We have now only to guard against an ill-measured division of the acid, 
and the avoidance of a precipitate.  To attain this end, I frequently 
lift the plate out of the fluid, taking care that the etching power 
shall be directed to whatever part of the plate it may have worked the 
least, and a seek to avoid the bubbles and precipitate, by a gentle 
movement of the acid. 
  In this manner, the process can be continued to the proper points of 
strength and clearness of etching required upon the plates from which it 
is proposed to print.  I believe that a man of talent, who might be 
interested with this art of etching, and who had acquired a certain 
degree of dexterity in preparing for it, would very soon arrive at the 
greatest clearness and perfection; and, from my experience, I consider 
that he would soon be able to simplify the whole process.  I have tried 
very often to omit the steaming and the gum arabic, but the result was 
not satisfactory, or the picture very soon after was entirely destroyed, 
so that I was compelled again to have recourse to them. 

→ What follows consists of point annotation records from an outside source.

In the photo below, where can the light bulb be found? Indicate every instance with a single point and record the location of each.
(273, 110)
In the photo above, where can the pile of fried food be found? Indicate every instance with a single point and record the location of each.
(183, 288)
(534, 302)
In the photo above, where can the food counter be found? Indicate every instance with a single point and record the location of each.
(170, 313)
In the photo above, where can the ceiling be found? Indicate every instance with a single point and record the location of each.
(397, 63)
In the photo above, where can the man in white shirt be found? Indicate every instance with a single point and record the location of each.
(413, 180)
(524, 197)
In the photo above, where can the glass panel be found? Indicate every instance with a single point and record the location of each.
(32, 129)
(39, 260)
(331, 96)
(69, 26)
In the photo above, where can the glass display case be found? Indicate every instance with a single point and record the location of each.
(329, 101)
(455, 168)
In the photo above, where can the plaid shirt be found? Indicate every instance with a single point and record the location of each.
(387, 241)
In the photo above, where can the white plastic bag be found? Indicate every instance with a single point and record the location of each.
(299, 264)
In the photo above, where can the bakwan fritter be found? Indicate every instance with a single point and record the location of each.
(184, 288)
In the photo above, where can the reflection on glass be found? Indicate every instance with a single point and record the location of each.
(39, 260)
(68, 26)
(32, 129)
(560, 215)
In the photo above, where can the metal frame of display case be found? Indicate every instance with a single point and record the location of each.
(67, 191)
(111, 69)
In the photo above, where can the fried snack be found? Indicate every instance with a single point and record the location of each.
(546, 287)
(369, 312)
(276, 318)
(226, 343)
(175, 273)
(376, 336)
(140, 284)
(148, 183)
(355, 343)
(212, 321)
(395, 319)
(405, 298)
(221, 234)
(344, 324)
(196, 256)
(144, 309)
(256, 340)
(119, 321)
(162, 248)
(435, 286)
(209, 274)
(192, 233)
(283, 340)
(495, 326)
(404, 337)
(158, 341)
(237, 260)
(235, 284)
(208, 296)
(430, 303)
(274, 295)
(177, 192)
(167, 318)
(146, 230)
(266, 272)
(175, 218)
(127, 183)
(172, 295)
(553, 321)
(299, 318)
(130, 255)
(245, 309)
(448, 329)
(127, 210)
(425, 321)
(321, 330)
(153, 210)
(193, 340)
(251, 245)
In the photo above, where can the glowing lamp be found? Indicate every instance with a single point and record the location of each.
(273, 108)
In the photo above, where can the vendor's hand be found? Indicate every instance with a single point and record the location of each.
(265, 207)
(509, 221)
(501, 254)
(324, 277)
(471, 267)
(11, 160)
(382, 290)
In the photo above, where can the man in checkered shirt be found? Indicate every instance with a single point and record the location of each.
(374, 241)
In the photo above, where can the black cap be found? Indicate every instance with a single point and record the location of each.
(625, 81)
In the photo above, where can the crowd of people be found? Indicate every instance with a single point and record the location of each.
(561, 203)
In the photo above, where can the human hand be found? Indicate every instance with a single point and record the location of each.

  The task which I have undertaken is now fully performed, by placing in 
the hands of the public my method of etching and printing from the 
Daguerreotype plates, which information, being united to the knowledge 
and mechanical experience we already possess, and published to the 
world, may open a road to extensive improvement in the arts and 
sciences.  By thus laying open my statement to the scientific world, I 
hope to prove my devotion to the arts and sciences, which can end only 
with my life.--Atheneum, (London) May 23 
(1) We do not well see how a film of metallic silver, however thin, can 
be transparent. 
(2) This and some other passages, are a little obscure.